FIG. 7 illustrates a client-server based system for creating a fingerprint from an unknown audio file and for retrieving metadata in accordance with the present invention. The client PC 700 may be any computer connected to a network 760.

The exchange of information between a client and a recognition server 750 include returning a web page with metadata based on a fingerprint. The exchange can be automatic, triggered for example when an audio recording is uploaded onto a computer (or a CD placed into a CD player), a fingerprint is automatically generated using a fingerprint creation module (not shown), which analyzes the unknown audio recording in the same manner as described above. After the fingerprint creation engine generates a fingerprint 710, the client PC 700 transmits the fingerprint onto the network 760 to a recognition server 750, which for example may be a Web server. Alternatively, the fingerprint creation and recognition process can be triggered manually, for instance by a user selecting a menu option on a computer which instructs the creation and recognition process to begin.

The network can be any type of connection between any two or more computers, which permits the transmission of data. An example of a network, although it is by no means the only example, is the Internet.

A query on the fingerprint takes place on a recognition server 750 by calculating one or more derivatives of the fingerprint and matching each derivative to one or more fingerprints stored in a fingerprint library data structure. Upon recognition of the fingerprint, the recognition server 750 transmits audio identification and metadata via the network 760 to the client PC 700. Internet protocols may be used to return data to the application which runs the client, which for example may be implemented in a web browser, such as Internet Explorer, Mozilla or Netscape Navigator, or on a proprietary media viewer.

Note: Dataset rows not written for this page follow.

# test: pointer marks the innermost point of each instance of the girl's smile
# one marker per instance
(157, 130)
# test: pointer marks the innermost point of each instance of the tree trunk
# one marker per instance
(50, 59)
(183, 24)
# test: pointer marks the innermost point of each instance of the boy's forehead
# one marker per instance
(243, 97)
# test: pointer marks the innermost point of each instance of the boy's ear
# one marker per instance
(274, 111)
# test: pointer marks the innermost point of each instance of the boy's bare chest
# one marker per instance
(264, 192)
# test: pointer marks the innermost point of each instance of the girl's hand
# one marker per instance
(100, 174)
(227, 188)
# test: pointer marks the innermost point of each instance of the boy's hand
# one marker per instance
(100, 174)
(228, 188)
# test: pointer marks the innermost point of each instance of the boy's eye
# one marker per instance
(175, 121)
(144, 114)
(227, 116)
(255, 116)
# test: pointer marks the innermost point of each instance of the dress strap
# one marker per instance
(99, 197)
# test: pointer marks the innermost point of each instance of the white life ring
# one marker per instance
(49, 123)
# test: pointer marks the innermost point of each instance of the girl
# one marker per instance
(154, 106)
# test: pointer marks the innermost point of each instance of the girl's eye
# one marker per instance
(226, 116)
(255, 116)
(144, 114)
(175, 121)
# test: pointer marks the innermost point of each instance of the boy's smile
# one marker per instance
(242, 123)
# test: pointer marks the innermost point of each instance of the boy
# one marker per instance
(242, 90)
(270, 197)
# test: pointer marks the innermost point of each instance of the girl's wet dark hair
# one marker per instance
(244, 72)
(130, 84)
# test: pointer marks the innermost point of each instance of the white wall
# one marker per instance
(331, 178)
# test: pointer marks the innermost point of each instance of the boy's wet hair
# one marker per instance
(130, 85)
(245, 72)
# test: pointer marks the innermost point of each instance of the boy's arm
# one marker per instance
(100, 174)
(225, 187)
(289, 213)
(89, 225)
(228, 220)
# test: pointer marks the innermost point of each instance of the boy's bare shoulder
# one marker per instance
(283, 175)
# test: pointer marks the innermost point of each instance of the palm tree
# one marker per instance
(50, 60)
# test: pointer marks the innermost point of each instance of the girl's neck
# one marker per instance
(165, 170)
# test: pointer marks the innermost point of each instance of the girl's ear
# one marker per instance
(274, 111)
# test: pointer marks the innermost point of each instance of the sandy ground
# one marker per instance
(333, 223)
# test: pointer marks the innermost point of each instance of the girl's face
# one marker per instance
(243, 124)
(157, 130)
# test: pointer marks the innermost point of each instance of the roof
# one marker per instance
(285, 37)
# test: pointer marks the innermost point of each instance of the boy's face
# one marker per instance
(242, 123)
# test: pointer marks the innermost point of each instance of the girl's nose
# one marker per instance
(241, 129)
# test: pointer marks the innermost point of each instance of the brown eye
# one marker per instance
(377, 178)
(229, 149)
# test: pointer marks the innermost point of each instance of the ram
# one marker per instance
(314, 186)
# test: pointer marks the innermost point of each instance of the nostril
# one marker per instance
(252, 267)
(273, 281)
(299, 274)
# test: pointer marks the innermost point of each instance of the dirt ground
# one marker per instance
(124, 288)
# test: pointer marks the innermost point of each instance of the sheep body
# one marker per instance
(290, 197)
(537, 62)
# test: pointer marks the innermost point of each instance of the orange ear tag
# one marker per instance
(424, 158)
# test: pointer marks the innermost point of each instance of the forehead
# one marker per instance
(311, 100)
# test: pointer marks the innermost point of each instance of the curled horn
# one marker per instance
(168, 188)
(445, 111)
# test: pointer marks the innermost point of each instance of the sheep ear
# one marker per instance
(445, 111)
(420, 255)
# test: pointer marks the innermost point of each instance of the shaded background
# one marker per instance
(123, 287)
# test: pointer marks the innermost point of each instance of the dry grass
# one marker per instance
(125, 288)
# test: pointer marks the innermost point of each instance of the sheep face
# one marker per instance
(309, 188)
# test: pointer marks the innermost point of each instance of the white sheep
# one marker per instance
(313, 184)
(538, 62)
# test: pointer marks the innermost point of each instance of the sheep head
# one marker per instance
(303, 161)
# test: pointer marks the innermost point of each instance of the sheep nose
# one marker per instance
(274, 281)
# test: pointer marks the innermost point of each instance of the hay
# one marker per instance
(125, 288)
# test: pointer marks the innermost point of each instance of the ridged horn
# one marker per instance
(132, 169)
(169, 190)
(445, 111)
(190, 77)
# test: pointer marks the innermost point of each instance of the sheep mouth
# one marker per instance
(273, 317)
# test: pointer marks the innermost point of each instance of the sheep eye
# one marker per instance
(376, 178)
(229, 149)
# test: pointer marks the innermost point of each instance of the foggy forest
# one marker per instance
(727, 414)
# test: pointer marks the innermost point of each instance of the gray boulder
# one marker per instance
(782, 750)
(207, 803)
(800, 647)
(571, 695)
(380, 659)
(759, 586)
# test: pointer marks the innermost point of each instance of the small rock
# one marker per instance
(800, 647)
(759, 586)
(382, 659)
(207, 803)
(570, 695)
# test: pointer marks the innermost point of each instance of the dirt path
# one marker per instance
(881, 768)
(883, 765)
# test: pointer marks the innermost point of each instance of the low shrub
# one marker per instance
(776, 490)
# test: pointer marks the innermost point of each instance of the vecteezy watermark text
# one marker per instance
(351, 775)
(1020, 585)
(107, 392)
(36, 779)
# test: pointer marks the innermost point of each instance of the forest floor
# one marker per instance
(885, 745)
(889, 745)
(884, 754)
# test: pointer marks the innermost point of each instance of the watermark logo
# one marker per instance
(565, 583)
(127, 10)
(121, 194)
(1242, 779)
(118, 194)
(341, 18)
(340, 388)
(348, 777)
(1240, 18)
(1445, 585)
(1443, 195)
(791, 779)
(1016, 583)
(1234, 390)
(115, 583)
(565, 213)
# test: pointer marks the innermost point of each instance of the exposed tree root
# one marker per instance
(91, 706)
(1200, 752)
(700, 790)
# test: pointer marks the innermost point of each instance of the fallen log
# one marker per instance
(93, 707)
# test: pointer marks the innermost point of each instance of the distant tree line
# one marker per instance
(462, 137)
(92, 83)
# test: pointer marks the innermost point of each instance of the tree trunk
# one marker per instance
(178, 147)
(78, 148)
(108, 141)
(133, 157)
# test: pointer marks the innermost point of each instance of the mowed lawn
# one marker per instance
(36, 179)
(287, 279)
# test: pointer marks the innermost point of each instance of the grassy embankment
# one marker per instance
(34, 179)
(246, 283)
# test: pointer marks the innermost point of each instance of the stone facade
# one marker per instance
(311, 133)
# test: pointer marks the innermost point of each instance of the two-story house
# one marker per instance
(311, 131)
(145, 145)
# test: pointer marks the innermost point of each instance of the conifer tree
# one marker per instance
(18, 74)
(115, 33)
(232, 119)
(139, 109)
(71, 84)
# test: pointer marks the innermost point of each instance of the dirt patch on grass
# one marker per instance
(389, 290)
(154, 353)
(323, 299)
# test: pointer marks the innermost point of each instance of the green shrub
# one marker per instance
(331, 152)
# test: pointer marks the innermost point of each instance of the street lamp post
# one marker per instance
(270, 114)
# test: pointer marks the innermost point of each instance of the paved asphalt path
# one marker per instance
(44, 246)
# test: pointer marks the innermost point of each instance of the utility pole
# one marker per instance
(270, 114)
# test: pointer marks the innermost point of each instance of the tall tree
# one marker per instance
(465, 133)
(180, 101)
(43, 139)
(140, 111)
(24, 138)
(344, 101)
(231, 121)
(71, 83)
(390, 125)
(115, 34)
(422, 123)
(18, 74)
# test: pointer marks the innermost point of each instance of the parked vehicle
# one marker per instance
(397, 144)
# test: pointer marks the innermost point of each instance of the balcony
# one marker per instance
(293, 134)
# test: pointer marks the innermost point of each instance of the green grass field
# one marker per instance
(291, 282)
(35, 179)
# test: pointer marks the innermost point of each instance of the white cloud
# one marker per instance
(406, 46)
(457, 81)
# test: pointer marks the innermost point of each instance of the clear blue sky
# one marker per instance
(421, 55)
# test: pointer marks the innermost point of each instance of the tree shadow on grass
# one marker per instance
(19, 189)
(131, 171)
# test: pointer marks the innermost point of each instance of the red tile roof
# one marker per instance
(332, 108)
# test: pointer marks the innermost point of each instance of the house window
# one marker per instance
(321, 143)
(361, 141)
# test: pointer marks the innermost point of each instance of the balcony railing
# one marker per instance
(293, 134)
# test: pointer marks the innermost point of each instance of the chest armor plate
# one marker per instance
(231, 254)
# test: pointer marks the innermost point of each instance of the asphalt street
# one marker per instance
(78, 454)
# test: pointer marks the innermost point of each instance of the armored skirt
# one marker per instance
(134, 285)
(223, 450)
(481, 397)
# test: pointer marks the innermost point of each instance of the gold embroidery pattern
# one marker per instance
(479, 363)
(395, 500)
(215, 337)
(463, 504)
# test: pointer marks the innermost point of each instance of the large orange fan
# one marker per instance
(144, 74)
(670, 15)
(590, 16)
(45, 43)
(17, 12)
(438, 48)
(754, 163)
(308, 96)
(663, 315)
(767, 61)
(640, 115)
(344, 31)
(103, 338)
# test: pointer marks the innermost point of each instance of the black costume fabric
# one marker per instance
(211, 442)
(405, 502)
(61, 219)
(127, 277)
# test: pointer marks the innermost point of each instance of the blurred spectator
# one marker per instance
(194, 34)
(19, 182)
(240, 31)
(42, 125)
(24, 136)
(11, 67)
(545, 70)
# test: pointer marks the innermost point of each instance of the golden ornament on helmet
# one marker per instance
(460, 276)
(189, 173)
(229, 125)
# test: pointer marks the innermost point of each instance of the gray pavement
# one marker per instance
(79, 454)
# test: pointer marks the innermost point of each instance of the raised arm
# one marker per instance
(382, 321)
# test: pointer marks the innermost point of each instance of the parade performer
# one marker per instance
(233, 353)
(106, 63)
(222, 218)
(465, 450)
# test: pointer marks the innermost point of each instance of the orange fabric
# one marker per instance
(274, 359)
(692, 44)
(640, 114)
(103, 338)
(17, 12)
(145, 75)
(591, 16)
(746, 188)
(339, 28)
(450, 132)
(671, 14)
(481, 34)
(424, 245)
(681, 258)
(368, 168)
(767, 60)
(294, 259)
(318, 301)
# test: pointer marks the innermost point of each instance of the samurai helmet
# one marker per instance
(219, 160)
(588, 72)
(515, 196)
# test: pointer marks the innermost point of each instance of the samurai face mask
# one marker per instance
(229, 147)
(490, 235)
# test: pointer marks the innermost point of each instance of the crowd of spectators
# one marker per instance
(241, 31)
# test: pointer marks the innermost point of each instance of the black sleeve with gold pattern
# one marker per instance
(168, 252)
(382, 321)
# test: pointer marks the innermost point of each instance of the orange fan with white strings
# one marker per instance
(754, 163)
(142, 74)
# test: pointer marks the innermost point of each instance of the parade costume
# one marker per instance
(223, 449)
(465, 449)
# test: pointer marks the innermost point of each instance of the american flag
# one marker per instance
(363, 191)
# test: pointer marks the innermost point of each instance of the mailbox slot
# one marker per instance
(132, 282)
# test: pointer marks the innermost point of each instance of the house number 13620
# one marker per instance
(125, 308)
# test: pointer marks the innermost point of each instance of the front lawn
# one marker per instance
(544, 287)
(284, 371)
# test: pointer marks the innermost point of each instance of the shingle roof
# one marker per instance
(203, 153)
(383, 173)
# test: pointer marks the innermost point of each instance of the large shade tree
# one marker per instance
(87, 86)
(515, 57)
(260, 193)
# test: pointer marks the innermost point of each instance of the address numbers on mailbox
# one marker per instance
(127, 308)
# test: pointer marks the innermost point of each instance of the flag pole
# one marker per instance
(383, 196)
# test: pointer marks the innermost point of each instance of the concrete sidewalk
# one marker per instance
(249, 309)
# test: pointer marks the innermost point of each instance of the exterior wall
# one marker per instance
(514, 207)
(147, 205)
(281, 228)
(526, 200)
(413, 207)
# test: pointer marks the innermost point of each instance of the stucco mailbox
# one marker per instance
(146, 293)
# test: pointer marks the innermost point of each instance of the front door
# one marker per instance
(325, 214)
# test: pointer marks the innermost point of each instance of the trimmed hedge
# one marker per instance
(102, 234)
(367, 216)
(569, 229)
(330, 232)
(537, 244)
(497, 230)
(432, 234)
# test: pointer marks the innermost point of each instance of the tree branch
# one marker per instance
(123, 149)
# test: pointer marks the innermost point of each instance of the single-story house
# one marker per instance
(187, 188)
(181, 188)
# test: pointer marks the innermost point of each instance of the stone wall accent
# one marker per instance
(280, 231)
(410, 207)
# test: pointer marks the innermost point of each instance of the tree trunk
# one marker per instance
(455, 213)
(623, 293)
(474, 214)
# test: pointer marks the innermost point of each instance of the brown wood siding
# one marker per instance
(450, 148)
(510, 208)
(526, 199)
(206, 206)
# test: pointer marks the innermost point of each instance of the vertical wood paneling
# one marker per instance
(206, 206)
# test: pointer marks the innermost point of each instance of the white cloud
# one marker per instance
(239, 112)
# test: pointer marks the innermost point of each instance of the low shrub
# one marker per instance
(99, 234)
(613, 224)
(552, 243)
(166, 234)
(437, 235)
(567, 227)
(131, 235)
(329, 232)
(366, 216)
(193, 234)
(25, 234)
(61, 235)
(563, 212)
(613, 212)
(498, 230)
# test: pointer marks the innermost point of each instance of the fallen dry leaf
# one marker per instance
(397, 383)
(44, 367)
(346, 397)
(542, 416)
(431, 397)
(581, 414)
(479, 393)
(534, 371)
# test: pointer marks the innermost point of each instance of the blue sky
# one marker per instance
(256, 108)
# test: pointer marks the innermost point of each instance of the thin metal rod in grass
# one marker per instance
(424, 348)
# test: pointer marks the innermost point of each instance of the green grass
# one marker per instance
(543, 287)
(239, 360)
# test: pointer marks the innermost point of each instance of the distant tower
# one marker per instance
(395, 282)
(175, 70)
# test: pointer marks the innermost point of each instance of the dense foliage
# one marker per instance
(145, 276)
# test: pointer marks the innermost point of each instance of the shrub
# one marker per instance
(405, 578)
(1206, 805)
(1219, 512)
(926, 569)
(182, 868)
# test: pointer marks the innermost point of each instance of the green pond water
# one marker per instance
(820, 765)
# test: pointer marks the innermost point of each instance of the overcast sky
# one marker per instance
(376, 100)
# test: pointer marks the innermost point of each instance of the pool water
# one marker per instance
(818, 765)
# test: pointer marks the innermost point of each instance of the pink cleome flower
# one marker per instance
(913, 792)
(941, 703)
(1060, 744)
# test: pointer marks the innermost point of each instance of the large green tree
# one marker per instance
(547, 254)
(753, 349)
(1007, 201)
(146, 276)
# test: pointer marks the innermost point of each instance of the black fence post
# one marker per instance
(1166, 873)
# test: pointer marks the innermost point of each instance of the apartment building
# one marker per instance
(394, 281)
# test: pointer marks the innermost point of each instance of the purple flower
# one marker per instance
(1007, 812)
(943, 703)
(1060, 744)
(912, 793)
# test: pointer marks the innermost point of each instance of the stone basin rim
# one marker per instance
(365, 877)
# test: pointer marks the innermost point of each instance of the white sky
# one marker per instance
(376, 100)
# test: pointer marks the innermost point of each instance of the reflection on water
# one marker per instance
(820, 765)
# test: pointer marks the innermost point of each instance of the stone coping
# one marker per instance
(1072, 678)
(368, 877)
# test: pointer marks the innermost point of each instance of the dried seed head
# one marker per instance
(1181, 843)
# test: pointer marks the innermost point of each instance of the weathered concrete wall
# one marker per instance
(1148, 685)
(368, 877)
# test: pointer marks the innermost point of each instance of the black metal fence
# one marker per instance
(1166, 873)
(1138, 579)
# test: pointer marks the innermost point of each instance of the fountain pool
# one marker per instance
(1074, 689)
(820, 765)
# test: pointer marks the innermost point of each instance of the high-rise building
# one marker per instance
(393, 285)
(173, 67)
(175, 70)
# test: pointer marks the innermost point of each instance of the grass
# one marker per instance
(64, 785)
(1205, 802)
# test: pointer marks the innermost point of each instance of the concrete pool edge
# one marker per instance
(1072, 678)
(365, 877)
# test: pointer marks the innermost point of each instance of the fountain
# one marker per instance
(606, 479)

Alternatively, the invention may be implemented without client-server architecture and/or without a network. Instead, all software and data necessary for the practice of the present invention may be stored on a storage device associated with the computer (also referred to as a device-embedded system). In a most preferred embodiment the computer is an embedded media player. For example, the device may use a CD/DVD drive, hard drive, or memory to playback audio recordings. Since the present invention uses simple arithmetic operations to perform audio analysis and fingerprint creation, the device's computing capabilities can be quite modest and the bulk of the device's storage space can be utilized more effectively for storing more audio recordings and corresponding metadata.

As illustrated in FIG. 8, a recognition engine 830 may be installed onto the device 800, which includes embedded data stored on a CD drive, hard drive, or in memory. The embedded data may contain a complete set or a subset of the information available in the databases on a recognition server 750 such as the one described above with respect to FIG. 7. Updated databases may be loaded onto the device using well known techniques for data transfer (e.g., FTP protocol). Thus, instead of connecting to a remote database server each time fingerprint recognition is sought, databases may be downloaded and updated occasionally from a remote host via a network. The databases may be downloaded from a Web site via the Internet through a WI-FI, WAP or BlueTooth connection, or by docking the device to a PC and synchronizing it with a remote server.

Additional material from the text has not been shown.